Top 5 Reasons Why People Go Bankrupt

Top 5 Reasons Why People Go Bankrupt


Five Principal Causes of Bankruptcy

Numerous studies on the causes of bankruptcy have been conducted in recent years, and although the reasons may sometimes vary in order, the main ones almost never do. The following list's ranking is mostly based on a study that appeared in the American Journal of Public Health in February 2019.


1. Income Loss

According to the report, this was the top reason for declaring  personal bankruptcy, as stated by approximately 78% of survey participants. Given that the majority of us depend on our income from a work to pay our expenses, this shouldn't come as a surprise.


2. Health-Related Costs

In the medical bankruptcy research, over 59% of participants reported high medical costs as a primary reason for declaring bankruptcy. In addition, 44% of respondents mentioned medical issues that had resulted in a loss of employment, highlighting the interconnectedness of these issues.


Numerous initiatives are available to assist those who leave their employment in keeping their health insurance. Many laid-off employees are given the opportunity to continue on their ex-health employer's plan for a while thanks to COBRA, a federal statute that has been in effect since 1985. The issue is that COBRA makes it expensive for many individuals, particularly while they're out of work, since it forces the employee to pay both their half and their employer's previous share of the insurance cost, plus an administrative charge. [4], [5]


Additionally, the Affordable Care Act (ACA) of 2010 was designed to assist by expanding access to health insurance for Americans who had previously been unable to afford it. There is now conflicting research about how well it reduces bankruptcy. The 2019 study's conclusions are encapsulated in the title of the publication, "Medical Bankruptcy: Still Common Despite the Affordable Care Act." In particular, it argued that although the ACA broadened access to healthcare, the chronically poor—those with minimal assets and little chance of becoming bankrupt in the first place—had benefited most from it. Contrarily, more wealthy Americans continued to be at the whim of excessive medical expenditures, including growing copayments and deductibles.


3. Excessive Mortgage/Foreclosure Costs

Home mortgages are the single greatest source of household debt in the United States, considerably outpacing credit cards, auto loans, school loans, and all other categories. They are cited as the reason for bankruptcy by 45% of people. According to the Federal Reserve Bank of St. Louis 4, by the end of 2019, housing-related debt, which includes mortgages and home equity lines of credit, made up almost 70% of all household debt in the United States.

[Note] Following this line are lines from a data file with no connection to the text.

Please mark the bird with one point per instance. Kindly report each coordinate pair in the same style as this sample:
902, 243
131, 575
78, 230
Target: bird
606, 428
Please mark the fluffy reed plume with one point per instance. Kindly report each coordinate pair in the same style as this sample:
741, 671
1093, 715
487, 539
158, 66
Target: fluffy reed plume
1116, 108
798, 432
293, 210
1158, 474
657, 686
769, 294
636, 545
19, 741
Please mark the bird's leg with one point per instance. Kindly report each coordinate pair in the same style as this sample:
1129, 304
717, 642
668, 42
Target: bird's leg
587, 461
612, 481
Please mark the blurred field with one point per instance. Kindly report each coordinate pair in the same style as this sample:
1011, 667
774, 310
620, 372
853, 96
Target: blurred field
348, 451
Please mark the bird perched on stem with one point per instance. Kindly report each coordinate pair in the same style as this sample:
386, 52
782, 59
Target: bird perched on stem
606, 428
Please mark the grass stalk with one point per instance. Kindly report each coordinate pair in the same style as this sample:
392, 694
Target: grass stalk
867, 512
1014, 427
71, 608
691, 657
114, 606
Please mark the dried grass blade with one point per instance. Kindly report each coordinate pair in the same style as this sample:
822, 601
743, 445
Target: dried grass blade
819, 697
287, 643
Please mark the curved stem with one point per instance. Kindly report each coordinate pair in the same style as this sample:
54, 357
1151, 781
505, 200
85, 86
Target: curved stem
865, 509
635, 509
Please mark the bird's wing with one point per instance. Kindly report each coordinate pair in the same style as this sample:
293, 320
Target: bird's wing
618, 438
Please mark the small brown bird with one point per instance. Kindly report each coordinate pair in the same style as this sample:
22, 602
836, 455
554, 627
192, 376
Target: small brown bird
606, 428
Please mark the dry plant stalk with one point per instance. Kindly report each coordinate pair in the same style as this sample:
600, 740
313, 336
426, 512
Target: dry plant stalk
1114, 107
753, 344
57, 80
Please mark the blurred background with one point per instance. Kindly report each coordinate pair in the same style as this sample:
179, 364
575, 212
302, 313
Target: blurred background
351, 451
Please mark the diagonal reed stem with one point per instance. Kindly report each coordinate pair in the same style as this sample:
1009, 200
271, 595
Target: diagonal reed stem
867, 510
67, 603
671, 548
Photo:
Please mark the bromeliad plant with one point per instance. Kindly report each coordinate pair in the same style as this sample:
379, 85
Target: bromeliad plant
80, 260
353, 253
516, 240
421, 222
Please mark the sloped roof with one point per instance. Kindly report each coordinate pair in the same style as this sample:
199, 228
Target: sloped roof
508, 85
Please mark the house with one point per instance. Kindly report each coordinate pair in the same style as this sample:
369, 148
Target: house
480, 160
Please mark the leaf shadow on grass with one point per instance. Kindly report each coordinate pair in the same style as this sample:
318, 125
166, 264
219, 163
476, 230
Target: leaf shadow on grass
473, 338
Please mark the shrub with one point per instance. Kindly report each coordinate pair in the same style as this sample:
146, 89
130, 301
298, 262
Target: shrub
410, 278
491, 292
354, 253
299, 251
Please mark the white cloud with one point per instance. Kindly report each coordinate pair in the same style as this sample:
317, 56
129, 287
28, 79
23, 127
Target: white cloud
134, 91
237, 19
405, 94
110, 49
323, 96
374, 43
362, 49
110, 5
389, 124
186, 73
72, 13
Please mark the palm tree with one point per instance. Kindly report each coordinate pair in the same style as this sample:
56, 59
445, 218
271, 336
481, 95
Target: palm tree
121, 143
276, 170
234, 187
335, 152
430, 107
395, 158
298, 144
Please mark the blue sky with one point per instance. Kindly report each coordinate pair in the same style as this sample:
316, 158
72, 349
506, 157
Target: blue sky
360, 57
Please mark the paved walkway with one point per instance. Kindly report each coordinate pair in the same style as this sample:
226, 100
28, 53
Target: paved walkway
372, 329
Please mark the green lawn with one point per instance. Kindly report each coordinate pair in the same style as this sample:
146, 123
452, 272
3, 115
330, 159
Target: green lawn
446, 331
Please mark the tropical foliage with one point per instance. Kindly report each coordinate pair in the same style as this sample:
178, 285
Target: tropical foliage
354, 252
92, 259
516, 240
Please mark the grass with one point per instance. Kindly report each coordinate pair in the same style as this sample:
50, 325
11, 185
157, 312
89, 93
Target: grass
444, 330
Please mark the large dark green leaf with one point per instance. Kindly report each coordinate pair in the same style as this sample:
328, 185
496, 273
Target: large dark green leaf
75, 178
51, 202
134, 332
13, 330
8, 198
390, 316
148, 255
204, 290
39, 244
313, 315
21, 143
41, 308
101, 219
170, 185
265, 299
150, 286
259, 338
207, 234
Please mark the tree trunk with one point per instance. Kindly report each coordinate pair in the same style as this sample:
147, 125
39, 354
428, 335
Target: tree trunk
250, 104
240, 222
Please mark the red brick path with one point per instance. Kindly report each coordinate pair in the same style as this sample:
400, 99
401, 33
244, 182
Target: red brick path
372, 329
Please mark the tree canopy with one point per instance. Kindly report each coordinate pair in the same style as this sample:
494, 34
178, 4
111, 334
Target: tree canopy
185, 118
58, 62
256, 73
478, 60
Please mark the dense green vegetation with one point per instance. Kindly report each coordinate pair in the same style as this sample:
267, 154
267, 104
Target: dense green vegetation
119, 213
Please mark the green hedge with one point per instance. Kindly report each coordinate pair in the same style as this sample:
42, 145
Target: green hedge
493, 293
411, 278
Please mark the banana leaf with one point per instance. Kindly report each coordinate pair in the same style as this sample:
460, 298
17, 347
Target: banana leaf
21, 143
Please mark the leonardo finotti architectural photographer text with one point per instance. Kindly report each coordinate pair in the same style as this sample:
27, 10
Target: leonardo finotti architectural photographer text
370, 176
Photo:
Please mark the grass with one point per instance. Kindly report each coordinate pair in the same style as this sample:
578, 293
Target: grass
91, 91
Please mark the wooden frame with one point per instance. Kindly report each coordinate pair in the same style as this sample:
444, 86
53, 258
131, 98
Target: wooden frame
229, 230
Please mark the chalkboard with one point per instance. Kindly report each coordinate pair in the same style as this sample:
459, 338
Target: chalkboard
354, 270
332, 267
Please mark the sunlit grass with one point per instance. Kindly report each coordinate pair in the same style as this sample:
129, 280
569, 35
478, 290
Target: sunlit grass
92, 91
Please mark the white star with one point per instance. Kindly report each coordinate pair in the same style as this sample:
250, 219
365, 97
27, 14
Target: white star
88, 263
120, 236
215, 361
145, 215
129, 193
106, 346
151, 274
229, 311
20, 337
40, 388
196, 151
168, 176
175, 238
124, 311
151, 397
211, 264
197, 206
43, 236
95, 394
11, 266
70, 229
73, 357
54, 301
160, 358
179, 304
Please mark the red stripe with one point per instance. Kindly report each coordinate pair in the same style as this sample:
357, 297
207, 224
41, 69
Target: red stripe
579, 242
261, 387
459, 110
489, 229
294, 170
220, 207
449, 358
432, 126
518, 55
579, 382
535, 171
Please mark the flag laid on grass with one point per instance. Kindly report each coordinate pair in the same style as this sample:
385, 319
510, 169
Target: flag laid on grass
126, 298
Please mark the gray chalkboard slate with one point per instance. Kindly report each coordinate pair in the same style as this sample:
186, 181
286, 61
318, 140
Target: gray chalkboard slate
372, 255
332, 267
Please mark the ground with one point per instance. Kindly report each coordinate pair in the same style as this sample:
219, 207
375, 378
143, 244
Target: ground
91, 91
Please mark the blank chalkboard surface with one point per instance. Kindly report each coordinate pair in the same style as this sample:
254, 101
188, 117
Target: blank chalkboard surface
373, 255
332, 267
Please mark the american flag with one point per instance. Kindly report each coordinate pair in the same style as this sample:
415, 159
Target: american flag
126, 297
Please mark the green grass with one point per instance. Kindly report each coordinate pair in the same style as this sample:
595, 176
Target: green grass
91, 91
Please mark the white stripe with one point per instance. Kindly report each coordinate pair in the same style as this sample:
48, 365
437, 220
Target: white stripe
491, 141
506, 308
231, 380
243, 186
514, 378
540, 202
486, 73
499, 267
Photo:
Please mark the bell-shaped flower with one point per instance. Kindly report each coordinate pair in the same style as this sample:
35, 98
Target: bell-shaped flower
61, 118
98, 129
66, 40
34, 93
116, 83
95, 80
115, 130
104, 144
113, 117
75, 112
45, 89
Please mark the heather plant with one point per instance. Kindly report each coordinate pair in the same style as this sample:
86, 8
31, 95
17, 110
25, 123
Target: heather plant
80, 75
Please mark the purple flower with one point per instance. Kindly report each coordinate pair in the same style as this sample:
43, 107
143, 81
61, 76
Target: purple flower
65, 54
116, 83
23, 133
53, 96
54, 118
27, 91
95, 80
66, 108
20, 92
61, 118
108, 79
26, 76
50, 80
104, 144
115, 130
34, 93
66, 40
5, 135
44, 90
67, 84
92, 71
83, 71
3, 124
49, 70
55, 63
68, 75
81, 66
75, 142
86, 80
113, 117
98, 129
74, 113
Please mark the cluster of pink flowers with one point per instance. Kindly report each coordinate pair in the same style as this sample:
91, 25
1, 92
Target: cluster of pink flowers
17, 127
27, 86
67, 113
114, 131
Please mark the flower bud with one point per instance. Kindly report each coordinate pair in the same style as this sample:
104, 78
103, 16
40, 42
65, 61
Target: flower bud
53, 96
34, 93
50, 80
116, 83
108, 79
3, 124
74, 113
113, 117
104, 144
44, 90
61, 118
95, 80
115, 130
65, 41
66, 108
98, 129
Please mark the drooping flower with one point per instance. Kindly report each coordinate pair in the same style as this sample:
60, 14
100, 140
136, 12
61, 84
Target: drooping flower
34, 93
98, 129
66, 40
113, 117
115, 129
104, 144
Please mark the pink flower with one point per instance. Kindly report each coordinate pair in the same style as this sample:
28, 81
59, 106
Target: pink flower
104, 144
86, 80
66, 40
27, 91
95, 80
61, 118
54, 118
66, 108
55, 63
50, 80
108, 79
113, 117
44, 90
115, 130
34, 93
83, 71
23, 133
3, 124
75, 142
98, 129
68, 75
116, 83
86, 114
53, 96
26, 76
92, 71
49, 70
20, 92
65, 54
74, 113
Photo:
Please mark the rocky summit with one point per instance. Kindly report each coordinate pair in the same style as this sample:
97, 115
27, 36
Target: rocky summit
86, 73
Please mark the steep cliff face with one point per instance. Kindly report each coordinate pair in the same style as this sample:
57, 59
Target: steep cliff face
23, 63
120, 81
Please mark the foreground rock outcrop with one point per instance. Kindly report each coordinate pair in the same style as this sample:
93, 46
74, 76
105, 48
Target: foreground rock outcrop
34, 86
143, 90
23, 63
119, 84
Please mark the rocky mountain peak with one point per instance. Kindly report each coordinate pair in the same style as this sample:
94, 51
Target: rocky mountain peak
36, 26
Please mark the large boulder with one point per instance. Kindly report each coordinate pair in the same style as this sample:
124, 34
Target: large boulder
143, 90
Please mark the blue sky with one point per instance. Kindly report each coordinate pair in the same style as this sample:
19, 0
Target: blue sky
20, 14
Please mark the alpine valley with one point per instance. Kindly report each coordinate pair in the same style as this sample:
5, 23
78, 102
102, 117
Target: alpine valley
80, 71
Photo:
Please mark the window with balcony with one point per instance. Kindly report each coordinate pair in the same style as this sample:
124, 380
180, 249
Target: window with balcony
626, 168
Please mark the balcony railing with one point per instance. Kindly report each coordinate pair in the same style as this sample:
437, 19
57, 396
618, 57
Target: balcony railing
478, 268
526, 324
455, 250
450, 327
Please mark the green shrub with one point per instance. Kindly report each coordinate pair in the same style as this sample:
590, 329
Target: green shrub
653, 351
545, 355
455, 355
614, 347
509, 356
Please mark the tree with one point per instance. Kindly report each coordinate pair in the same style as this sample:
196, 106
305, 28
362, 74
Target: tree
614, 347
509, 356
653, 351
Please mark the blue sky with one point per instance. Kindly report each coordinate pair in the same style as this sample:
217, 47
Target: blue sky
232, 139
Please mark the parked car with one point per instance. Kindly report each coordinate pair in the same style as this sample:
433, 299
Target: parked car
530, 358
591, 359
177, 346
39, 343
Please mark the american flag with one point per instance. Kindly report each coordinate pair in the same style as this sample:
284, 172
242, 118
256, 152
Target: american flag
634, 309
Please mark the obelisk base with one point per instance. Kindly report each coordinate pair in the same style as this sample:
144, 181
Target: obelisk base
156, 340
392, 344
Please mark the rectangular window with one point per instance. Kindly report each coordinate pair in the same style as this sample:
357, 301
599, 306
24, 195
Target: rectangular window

Lenders are also involved in this, even though many individuals wind up purchasing more costly houses and taking on larger mortgages than they can afford, particularly if they experience job loss or another financial setback. Borrowers may quickly go into debt when lending standards are weak, as they were prior to the mid-2000s housing boom.


In contrast, the trade publication American Banker 5 reports that by mid-2020, mortgage applicants would face the "toughest loan-approval requirements in years." For instance, several large lenders now demand a minimum credit score of 700 and/or 20% down payments. Although it's of little comfort to individuals who desire a mortgage but are unable to get one, the tougher rules may eventually result in decreased bankruptcy rates.


4. Extending Their Resources

In the medical bankruptcy research, slightly more than 44% of participants acknowledged that living above their means or overspending contributed to their bankruptcies. Of course, there are many other ways to overspend, from regularly maxing up your credit cards on shopping trips to sometimes going beyond on the family's food budget. Contrary to situations like losing a job or being sick, which they may not be able to avoid, this is one over which individuals can have some degree of influence.


5. Made an effort to assist other relatives

A person might declare bankruptcy for a variety of reasons, not simply their personal financial hardships. Sometimes, as 28% of the participants in the medical bankruptcy research revealed, it might also be necessary to help out family members or other people.